It's the number that can make or break our day, the one hanging over our head when we are trying on new clothes at Target and the one that shouldn't matter, but often means the most.
The number on the scale.
There's a line that is too fine and blurry for most of us when it comes to caring about health and simply obsessing over our looks. Unfortunately for me, I didn't realize I crossed that line until it had completely taken over my mental health.
I'll never forget that moment in high school when I looked at the scale for the one-hundredth time to see any "progress" after my workout. Instead of seeing numbers I saw a false reflection of my worth. I had classified each number that that would appear as an indication of beauty or superficial need.

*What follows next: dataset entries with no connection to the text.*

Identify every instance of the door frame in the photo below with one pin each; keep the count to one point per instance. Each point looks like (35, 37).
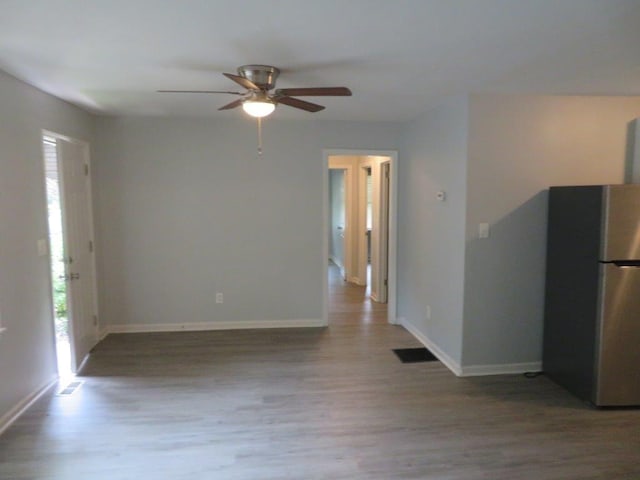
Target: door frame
(94, 284)
(393, 233)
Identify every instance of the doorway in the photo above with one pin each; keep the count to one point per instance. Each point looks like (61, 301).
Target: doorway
(371, 214)
(71, 250)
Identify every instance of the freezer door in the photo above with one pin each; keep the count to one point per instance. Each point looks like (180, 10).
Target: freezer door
(618, 345)
(621, 222)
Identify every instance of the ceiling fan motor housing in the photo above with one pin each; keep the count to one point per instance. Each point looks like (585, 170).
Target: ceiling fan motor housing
(264, 76)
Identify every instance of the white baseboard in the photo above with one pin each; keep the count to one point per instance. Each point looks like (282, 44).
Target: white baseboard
(357, 281)
(104, 331)
(199, 326)
(471, 370)
(12, 415)
(501, 369)
(449, 362)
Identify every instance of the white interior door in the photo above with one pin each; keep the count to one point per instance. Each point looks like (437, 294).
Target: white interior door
(79, 256)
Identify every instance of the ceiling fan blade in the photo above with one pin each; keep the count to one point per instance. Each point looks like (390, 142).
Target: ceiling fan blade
(301, 104)
(234, 104)
(198, 91)
(315, 92)
(248, 84)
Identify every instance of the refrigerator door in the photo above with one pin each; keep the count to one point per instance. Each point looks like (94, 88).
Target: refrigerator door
(621, 240)
(618, 355)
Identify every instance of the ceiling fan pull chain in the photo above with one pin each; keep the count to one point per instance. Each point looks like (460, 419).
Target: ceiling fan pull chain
(260, 136)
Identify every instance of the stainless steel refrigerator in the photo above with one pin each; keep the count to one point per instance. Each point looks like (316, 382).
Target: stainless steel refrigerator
(592, 293)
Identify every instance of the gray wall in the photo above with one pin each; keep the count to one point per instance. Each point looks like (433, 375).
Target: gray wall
(518, 147)
(337, 212)
(186, 208)
(433, 157)
(27, 352)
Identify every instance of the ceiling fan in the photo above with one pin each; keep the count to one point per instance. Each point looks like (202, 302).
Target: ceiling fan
(259, 100)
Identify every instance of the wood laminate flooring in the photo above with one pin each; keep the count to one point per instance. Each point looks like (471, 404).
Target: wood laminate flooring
(327, 403)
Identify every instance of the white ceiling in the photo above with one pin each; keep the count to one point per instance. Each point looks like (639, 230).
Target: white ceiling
(398, 56)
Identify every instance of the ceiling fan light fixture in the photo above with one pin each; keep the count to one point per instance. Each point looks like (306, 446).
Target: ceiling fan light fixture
(258, 108)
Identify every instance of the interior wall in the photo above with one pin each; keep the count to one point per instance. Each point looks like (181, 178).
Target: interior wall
(430, 232)
(518, 147)
(186, 208)
(27, 351)
(337, 209)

I let the numbers on the scale come alive, taunt me and take control of my life. Instead of thinking about school work, family, sports or even myself as a person; I was thinking about my weight and getting new, smaller numbers. I convinced myself that my life would be exactly what I wanted if I could just look a certain way; the way society wanted me to look.
It pains me to look back and see all the time I sacrificed obsessing and planning over my appearance. I let false perceptions of what really mattered in life drive me to insanity and starvation. I wasn't just starving for food, I craved to be desired, liked, admired and flawless. But then what?
This is the problem with superficial goals, they never stop. Instead of investing in ourselves, we become convinced that we need to make money, be liked, or in my case be skinny in order to have a happy life. We put our souls on hold while we chase the unattainable, and it leads to the exact opposite. The sad part is that we are actually confused if we finally reach these goals and still feel emptiness.
I remember getting somewhat of the body I dreamed of, but it still wasn't good enough. There was an even better body on my social media feed or a smaller sized dress. The numbers on the scale still taunted me and I wasn't happy with the reflection in the mirror. I was living for an object, and not for anything of actual value.
That's when I knew it had to stop. I wasn't being healthy I was being controlled. From that day on I realized it would be an everyday battle to overcome the obsession I allowed myself to enter, but it would be worth it. And it was.
I now know that is perfectly okay to care about my health and desire to be fit, but it's not okay to make that my only purpose in life. Just like anything in this world, It's temporary.
Nothing temporary is worth our eternity, because there comes a point when we need to ask what we are living for and if it matters. If what matters to us is as temporary as likes, looks, and titles, what will be left when they are gone?